A Universal Basic Income would provide stability against the menace of precarious work and zero hours contracts. It would virtually eliminate homelessnesss, period poverty, fuel poverty, all kinds of poverty.
Can you imagine how it would transform this city if nobody had to worry about where their next meal came from?
UBI would provide all our residents with dignity – a safe ship to ride the waves of uncertainty that Covid will continue to bring, as well as the storm of Brexit on the horizon.
Of course, there is no one panacea to poverty, but there is evidence from around the world that when the problem is a lack of money, the thing that alleviates that is a reliable income to cover your fundamental needs.
Scottish Greens would couple this with progressive taxation, so the richest people contributed a lot more to our common purse. So there’s no problem with a few people getting too much - and it’s much better to administer a universal service that’s the same for everyone with no invasive means testing and no horrific sanctions.
One argument against UBI is that it removes incentive to work. This is a pretty paternalistic and ableist view, but it’s also been proven not to be the case. As global UBI trials have shown, most people want to work, and in fact the security of UBI gives the power to turn down exploitation. People have more freedom to return to education or start new businesses, and employers scramble to attract workers with good pay and conditions. Why wouldn’t we want this?

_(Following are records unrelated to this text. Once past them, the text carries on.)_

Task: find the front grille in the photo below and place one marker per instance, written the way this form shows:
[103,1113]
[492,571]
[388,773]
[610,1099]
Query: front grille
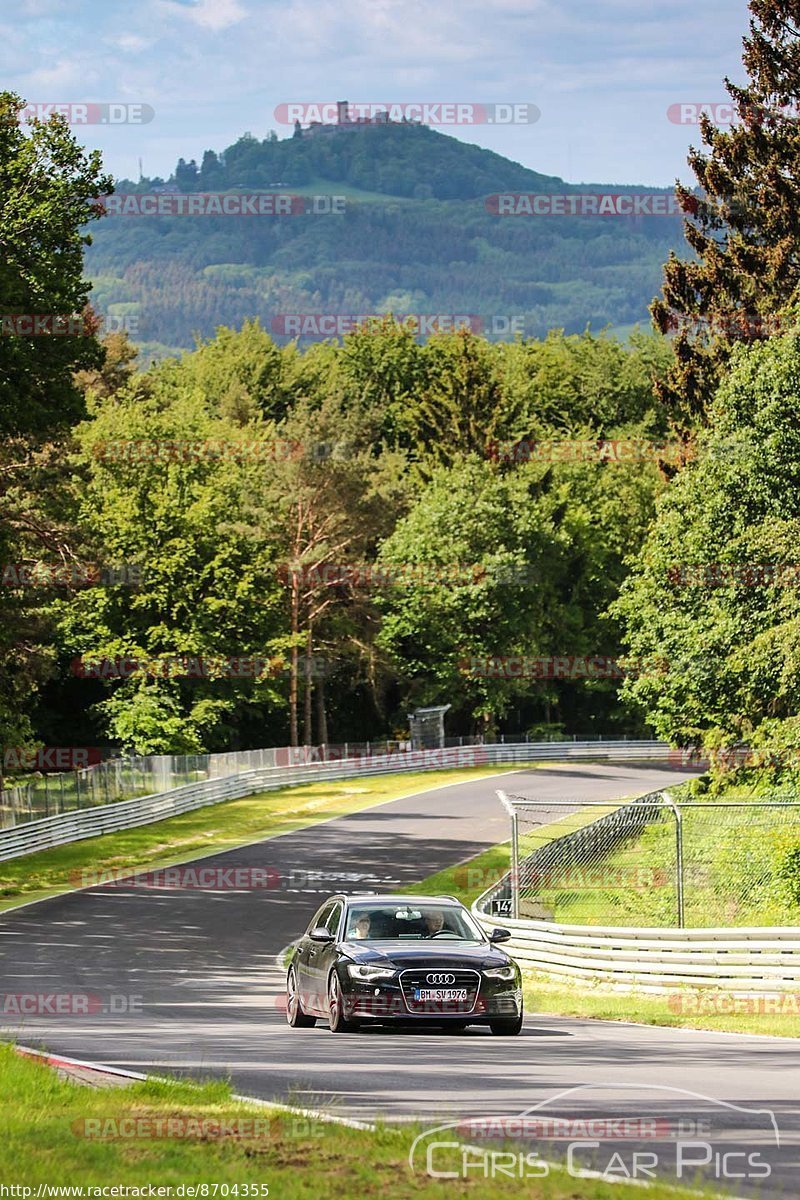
[419,978]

Besides, people have value regardless of how their economic worth is measured. Unpaid care counts for nothing in GDP, but it’s absolutely priceless to the wellbeing of our most vulnerable citizens. And as women do most of the caring, are more likely to work part time around responsibilities, and have been worst hit by austerity, a UBI would also be a huge leap forward for gender equality.
A Universal Basic Income is a Green idea that perhaps more than any single other measure could transform our city. And with the pandemic, Brexit and climate emergency all looming, the need for it to become reality has never been more clear.